Users with passwords that do not expire: Some organizations have domain accounts configured with the DONTEXPIREPASSWORD flag. This is the typical configuration of service accounts, but sometimes it can also be seen in more privileged domain accounts. Although it can be useful in some situations, it can also be quite damaging, and domain accounts with this flag are ideal targets for privilege escalation attacks and are excellent backdoors for maintaining access as seen in much advanced persistent threat (APT) attacks.
Weak password policy:
Password policy is an issue that continues to evolve. There are many different views and opinions on what an ideal password policy should look like. Some organizations apply long and complex passwords and require frequent changes. Some are more benevolent, and some may even almost ignore applying any policy or just focus on strengthening their compensatory controls in their internal environments. That account engagement has only a very small impact.

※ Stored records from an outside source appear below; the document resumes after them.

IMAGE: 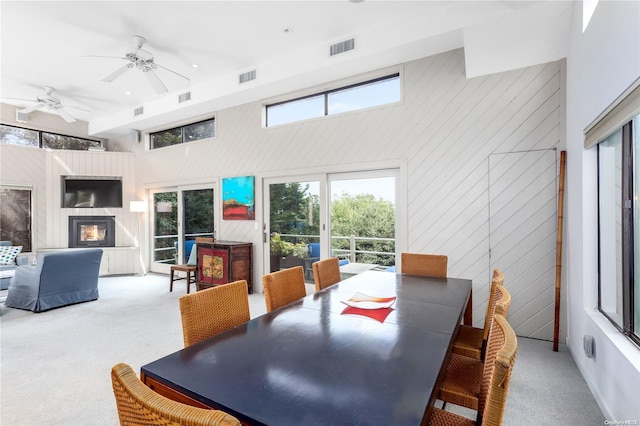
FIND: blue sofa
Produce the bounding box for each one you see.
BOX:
[0,241,29,290]
[5,248,102,312]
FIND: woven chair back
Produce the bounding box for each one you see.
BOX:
[180,280,250,347]
[482,269,504,342]
[111,363,240,426]
[400,253,448,278]
[262,266,307,312]
[494,285,511,318]
[476,313,518,426]
[312,257,342,291]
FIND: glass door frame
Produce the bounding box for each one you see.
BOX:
[262,164,407,280]
[146,180,221,274]
[262,173,329,280]
[330,168,404,264]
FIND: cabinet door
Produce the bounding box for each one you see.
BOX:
[198,246,229,285]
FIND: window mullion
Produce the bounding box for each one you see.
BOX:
[622,123,634,332]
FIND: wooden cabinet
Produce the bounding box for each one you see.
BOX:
[197,241,253,293]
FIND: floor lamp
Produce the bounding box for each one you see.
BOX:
[129,201,147,275]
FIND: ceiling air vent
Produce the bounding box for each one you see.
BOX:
[329,38,356,56]
[239,70,256,84]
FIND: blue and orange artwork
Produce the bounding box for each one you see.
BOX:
[222,176,255,220]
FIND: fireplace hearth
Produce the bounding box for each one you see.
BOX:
[69,216,116,248]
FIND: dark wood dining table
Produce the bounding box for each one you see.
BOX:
[141,271,471,426]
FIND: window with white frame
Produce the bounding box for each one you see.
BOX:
[0,124,102,151]
[149,118,216,149]
[266,73,400,127]
[585,80,640,345]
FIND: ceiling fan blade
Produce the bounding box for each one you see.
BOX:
[82,55,128,60]
[102,63,133,83]
[155,62,191,82]
[144,69,167,93]
[56,108,76,123]
[18,103,42,114]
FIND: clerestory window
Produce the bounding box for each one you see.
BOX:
[266,73,400,127]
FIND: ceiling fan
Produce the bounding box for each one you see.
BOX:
[10,86,90,123]
[90,35,189,94]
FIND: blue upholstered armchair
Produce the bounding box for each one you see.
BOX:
[5,248,102,312]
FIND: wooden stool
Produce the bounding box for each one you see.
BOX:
[169,265,196,294]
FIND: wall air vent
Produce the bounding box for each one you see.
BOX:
[329,38,356,56]
[239,70,256,84]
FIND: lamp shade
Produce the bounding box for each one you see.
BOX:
[129,201,147,213]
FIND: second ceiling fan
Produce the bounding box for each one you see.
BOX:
[92,35,189,94]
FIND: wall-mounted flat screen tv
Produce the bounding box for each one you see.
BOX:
[62,177,122,208]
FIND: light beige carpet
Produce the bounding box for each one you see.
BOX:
[0,274,604,426]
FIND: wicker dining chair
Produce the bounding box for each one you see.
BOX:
[400,253,448,278]
[312,257,342,291]
[262,266,307,312]
[429,313,518,426]
[180,280,251,347]
[453,269,504,359]
[111,363,240,426]
[439,286,511,411]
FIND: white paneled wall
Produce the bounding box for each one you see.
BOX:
[0,144,139,275]
[132,50,564,336]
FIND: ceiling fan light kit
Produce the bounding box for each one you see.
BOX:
[11,86,86,123]
[96,35,190,94]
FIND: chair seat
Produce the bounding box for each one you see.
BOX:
[429,408,476,426]
[169,264,197,294]
[453,325,484,359]
[440,354,484,410]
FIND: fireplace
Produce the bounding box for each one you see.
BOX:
[69,216,116,248]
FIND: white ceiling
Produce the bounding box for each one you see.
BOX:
[0,0,577,137]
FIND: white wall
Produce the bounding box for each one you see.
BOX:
[566,1,640,421]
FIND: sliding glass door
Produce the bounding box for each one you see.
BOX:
[263,169,399,283]
[263,176,321,281]
[150,186,216,273]
[329,170,398,270]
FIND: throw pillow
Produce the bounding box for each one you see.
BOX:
[0,246,22,265]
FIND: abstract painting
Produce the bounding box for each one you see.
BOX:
[222,176,255,220]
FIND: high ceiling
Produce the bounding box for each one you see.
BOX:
[0,0,574,137]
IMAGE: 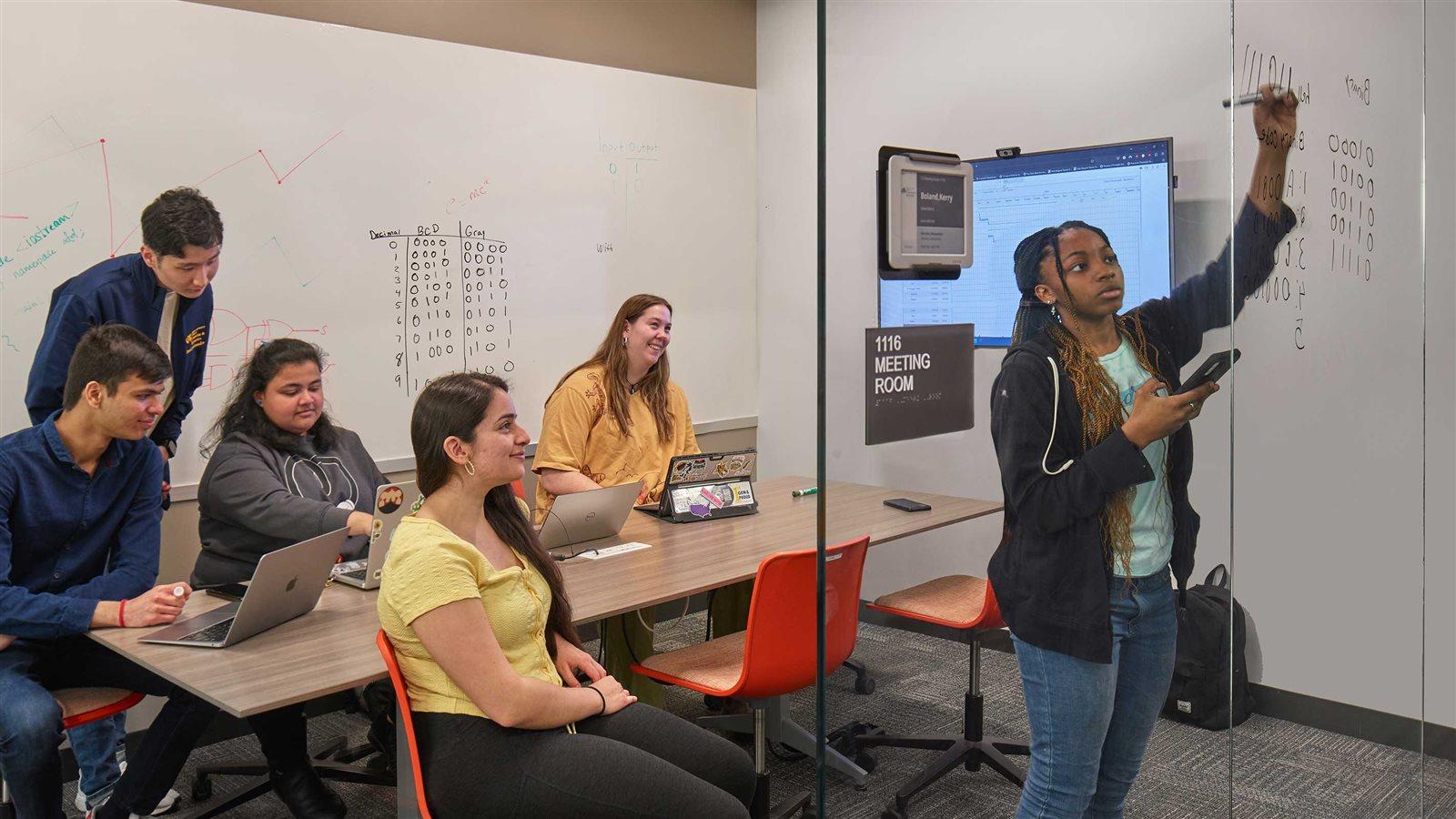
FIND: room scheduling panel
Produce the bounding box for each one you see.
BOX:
[885,155,973,269]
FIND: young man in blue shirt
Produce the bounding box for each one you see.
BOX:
[0,325,217,819]
[25,188,223,810]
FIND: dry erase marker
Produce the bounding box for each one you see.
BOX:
[1223,86,1289,108]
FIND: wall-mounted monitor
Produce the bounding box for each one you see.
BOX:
[878,138,1174,347]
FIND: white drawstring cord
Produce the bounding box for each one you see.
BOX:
[1041,356,1072,475]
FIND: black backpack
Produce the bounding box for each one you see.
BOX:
[1163,564,1254,730]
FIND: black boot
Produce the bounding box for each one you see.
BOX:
[268,759,347,819]
[248,705,345,819]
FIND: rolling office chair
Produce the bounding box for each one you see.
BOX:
[839,574,1031,819]
[374,628,430,819]
[0,688,144,819]
[632,536,869,817]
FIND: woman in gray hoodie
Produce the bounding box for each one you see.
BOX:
[192,339,384,817]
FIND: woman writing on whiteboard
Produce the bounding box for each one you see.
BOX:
[192,339,386,817]
[531,294,753,707]
[990,86,1298,819]
[379,373,755,819]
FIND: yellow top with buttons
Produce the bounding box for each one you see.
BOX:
[377,507,561,719]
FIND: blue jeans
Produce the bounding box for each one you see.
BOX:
[66,714,126,807]
[1012,569,1178,819]
[0,635,217,819]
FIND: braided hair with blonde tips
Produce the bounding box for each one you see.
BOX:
[1012,220,1168,576]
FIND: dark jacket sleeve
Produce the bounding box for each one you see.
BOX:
[992,351,1153,535]
[151,287,213,443]
[1133,199,1296,369]
[25,293,93,426]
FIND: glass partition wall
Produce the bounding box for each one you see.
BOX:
[817,2,1453,817]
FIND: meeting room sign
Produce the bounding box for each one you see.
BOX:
[864,324,976,444]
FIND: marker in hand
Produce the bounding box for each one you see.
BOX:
[1223,86,1289,108]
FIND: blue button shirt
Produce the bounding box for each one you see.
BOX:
[0,412,162,640]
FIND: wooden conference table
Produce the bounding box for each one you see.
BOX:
[90,477,1002,816]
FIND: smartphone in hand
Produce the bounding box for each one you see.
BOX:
[1174,347,1239,395]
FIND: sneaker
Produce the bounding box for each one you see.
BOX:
[76,790,182,819]
[76,759,182,819]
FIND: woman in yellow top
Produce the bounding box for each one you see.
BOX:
[531,293,753,707]
[379,373,755,819]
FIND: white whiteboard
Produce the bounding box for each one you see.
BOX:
[1228,2,1421,717]
[0,2,759,485]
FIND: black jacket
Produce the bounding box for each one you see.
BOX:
[990,201,1294,663]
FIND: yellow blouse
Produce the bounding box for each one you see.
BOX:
[377,516,561,717]
[531,361,699,526]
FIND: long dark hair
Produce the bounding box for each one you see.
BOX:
[1010,218,1112,347]
[410,373,581,657]
[1012,220,1168,576]
[546,293,672,440]
[201,339,339,456]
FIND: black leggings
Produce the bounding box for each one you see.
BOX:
[415,703,757,819]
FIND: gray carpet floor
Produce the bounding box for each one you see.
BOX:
[66,615,1456,819]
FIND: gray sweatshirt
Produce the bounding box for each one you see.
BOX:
[191,427,384,586]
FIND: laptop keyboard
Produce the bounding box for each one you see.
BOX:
[177,618,233,642]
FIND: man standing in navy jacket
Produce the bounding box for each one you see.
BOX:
[25,188,223,486]
[25,188,223,810]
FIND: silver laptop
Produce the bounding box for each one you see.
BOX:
[333,480,420,591]
[541,482,642,550]
[141,529,348,649]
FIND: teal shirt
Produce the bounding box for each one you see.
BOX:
[1097,337,1174,577]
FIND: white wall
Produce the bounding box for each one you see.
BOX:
[759,2,1456,724]
[826,3,1228,598]
[1425,0,1456,726]
[759,0,818,475]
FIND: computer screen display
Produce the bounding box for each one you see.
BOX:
[879,138,1172,347]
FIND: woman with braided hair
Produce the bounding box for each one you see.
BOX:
[990,86,1298,819]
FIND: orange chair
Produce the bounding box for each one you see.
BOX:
[840,574,1031,819]
[0,688,144,817]
[374,630,430,819]
[632,538,869,817]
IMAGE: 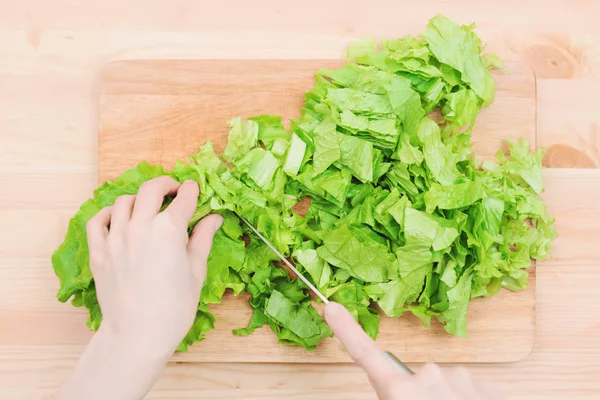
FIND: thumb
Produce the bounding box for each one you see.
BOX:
[187,214,223,286]
[325,302,398,387]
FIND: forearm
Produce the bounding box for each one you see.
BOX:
[59,329,168,400]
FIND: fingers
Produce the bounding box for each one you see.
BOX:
[85,206,113,275]
[132,176,180,219]
[86,206,113,252]
[325,302,402,386]
[187,214,223,286]
[163,181,200,227]
[110,195,136,233]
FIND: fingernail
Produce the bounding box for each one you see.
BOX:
[326,301,344,317]
[214,214,223,232]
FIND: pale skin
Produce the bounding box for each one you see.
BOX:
[59,177,504,400]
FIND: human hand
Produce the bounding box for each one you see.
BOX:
[87,176,223,358]
[325,302,504,400]
[59,176,223,400]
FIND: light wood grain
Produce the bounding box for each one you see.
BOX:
[0,0,600,400]
[96,60,535,362]
[98,60,535,181]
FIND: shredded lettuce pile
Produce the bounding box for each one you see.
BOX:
[52,15,556,351]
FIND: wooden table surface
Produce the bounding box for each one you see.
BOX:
[0,0,600,399]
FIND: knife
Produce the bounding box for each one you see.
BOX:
[238,214,414,375]
[238,215,329,304]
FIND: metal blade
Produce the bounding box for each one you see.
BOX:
[238,215,329,304]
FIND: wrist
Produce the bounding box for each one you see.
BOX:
[59,328,170,400]
[91,326,174,367]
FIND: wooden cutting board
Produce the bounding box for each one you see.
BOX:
[94,60,536,362]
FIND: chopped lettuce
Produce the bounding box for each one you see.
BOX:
[52,15,556,351]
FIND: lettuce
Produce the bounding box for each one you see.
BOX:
[52,15,556,351]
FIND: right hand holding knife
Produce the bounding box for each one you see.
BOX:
[325,302,504,400]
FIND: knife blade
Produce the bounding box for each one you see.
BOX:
[238,214,414,375]
[238,215,329,304]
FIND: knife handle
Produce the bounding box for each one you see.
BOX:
[383,351,414,375]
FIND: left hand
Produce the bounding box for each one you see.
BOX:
[87,176,223,357]
[60,176,223,399]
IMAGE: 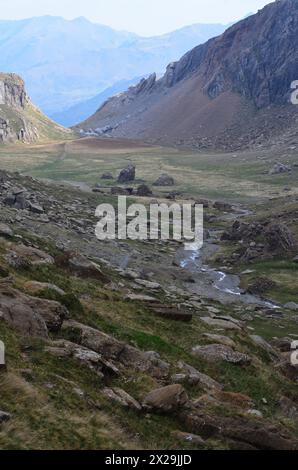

Some good practices are: • Minimum password length: 14 characters • Enforce password history: 24 times • Account lockout duration (minutes): 15 minutes or more • Account lockout observation window (minutes): 30 minutes • Maximum password age: 60 days or less. • Minimum password age: 1 day or more
Upgrade from Passwords:
Create a password of at least eight combined characters: strong security passwords are considered to have eight or more characters with a combination of letters (lower and upper case), numbers, and symbols. It is advisable to place numbers and symbols through the password instead of grouping them all at the beginning or end. This is important to make it harder for attackers to crack. It is advised to avoid words or phrases with very obvious, habitual, and personal information. Also, avoid using easily accessible personal data, such as date of birth or the name of a relative or a pet, as these are very predictable and will be much easier to guess for an attacker. Nor should weak keys or anything elaborate that have become incredibly common, such as 111111, qwerty (the first five letters of the keyboard), the word password, or the sequence 123456, which surprisingly continues to be the most used password worldwide. Furthermore, use different passwords for different accounts: many people use the same password for all their accounts to remember it more quickly, but this practice is highly insecure and makes users much more vulnerable to attacks. It is advised to use different passwords for each account.
Maintaining audit levels of Active Directory makes it possible for centralized control over each organizational unit's behavior, each user, each team, and each group policy, thus preventing failures in the future and improving security posture in the present. In server environments, it is essential to maintain strong visibility overall events that occur inside the system. This is important because it's commonly a case that unauthorized changes in policy or directive, occur during non-standard hours. Administrators must maintain control over their systems and architecture; otherwise, they can become vulnerable to multiple errors and attacks, which could go unnoticed for a long time and cause irreparable harm.
Nowadays, Active Directory security must be one of the most important priorities for an organization. Applying the aforementioned practices will help mitigate basic vulnerabilities, with user training is one of the most important points.